愛した人は剣奴だったから
 着替えを手伝ってくれた侍女の話によると、昨夜のユカラはセネカと共に中庭で酔い潰れた後、一階の本館の客間に泊まったらしい。

 しかし、ユカラが屋敷にいたのなら、すべて夢だと言い切れるのだろうか。

(もしかしたら、昨夜、ユカラとレンシーは本当に……)
 
 いてもたってもいられなくなり確かめたかった。髪を束ねてもらうと急いで裏庭へと向かった。

 飼葉の入った木桶を持って歩くレンシーがいた。厩舎の馬の世話をするつもりのようだ。

 アデリアは息を切らしながら追いついていた。

「レンシー! ユカラと何か話した? あの後、会ったの?」

 急にそんな事を問われた彼は怪訝そうに眉を寄せている。昨夜、宴の席でユカラに打たれた傷が頬にハッキリと残っている。

「ユカラ? オレを殴った淫乱女のことか? あいつ、胸はデカかったな。あんな奴と話す事なんかない」

「もしも、ユカラに誘われたらどうする?」

「はぁー、何だよ? いきなり……」

 レンシーはプッと吹き出す。そして、アデリアの頬を指先で弾いて鼻先にシワを寄せた。
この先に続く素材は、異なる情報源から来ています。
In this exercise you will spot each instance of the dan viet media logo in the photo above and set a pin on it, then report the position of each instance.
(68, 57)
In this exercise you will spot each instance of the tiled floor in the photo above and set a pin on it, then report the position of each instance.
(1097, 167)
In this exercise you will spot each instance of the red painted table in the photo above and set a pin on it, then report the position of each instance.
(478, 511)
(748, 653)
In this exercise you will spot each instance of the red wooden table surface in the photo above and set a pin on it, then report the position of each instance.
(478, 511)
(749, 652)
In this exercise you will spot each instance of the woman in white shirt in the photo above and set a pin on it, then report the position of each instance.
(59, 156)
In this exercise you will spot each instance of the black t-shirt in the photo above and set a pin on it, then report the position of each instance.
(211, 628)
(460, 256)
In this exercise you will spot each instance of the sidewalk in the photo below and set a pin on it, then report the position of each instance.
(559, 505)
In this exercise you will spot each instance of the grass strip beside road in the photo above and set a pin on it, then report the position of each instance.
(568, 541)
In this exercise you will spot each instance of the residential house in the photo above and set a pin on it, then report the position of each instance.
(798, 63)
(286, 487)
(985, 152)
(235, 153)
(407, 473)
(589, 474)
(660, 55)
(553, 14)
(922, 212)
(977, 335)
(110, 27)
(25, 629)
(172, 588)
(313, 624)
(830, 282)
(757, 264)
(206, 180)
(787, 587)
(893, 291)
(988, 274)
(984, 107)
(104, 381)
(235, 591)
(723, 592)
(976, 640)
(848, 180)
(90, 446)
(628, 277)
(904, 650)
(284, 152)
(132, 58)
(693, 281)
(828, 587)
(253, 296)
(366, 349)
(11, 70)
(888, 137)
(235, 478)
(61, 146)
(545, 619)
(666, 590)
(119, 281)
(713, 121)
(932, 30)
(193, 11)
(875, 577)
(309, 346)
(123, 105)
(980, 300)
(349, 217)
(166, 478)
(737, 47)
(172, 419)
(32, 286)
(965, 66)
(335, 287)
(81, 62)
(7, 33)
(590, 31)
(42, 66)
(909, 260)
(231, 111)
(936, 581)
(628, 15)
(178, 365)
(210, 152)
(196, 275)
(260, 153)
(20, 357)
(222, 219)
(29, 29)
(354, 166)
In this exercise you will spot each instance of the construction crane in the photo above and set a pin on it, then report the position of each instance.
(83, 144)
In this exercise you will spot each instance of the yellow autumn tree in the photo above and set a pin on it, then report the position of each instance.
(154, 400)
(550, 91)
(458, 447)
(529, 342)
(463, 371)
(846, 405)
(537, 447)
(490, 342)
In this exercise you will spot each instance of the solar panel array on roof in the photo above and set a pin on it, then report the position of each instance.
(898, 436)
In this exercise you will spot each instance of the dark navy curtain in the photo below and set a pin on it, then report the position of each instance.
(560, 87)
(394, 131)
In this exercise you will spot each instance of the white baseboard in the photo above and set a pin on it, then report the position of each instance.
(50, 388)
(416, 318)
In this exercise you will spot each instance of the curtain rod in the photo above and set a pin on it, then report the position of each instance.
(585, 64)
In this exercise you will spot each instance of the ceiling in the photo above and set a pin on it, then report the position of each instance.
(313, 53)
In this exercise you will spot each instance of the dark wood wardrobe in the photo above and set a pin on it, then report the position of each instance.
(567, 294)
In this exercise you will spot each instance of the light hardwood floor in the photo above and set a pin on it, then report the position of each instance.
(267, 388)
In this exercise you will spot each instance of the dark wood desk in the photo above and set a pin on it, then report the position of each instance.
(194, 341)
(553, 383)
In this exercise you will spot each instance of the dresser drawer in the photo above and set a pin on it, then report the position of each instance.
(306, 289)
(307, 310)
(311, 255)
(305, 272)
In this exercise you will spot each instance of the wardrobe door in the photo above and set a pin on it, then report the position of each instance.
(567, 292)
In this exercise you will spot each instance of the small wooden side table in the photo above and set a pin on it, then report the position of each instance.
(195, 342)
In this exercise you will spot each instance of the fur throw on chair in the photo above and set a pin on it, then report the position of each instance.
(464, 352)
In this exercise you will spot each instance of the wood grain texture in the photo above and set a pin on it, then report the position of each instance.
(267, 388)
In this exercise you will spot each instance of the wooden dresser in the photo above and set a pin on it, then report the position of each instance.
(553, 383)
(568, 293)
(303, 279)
「この顔を見ろよ。あんなヒステリックな女のことを好きになる訳がないだろう。朝からくだらないことを言うなよ」

「ミミズ腫れだわ。手当てをした方がいいわよ」

「こんなの平気だよ」

 些細な事は根に持たない性質のようた。軽やかに肩をすくめている。

「そんなことよりも、おまえの母親はジクの王の妹だそうだな。ノラカンナの難民を受け入れてくれて我々は感謝している。おまえは高貴な血筋なんだから堂々としていろよ。なぜ、いつもオドオドしているんだ?」 

「……あたしの母様はジクの王様とは腹違いの兄妹なの」

「それでも、おまえはジクとの太い繋がりがある。おまえに頼みがあるんだ。マサリ王子と話ができるように取り次いでくれないか」

「話の内容にもよるわね。だけど、あなたは、ノラカンナの貴族だった訳だし、あたしか頼めばマサリと会えると思うわ」

 それでも、一応、会う前に謁見の許可を促がす為に手紙をしためておくべきだろう。

「それで、具体的に、あなた、何を話すつもりなの?」

 レンシーが深刻な顔で何か言おうとしたのだが、厨房から料理長の女が叫んでいる。

「ちょっと、レンシー、来ておくれ。大鍋を運んでくれないかい」

「あっ、わりぃ、続きはまたな」

 それだけ言うと走り去っていった。束の間の会話だったがアデリアは満足していた。

 フアリフアリ。雲の上を散歩している気持になっていたのだが木陰からアデリア達の様子を見つめて歯噛みする者がいた。目覚めたばかりのユカラである、

 二日酔いを持て余して顔色が悪いユカラが忌々しげに舌打ちをしている。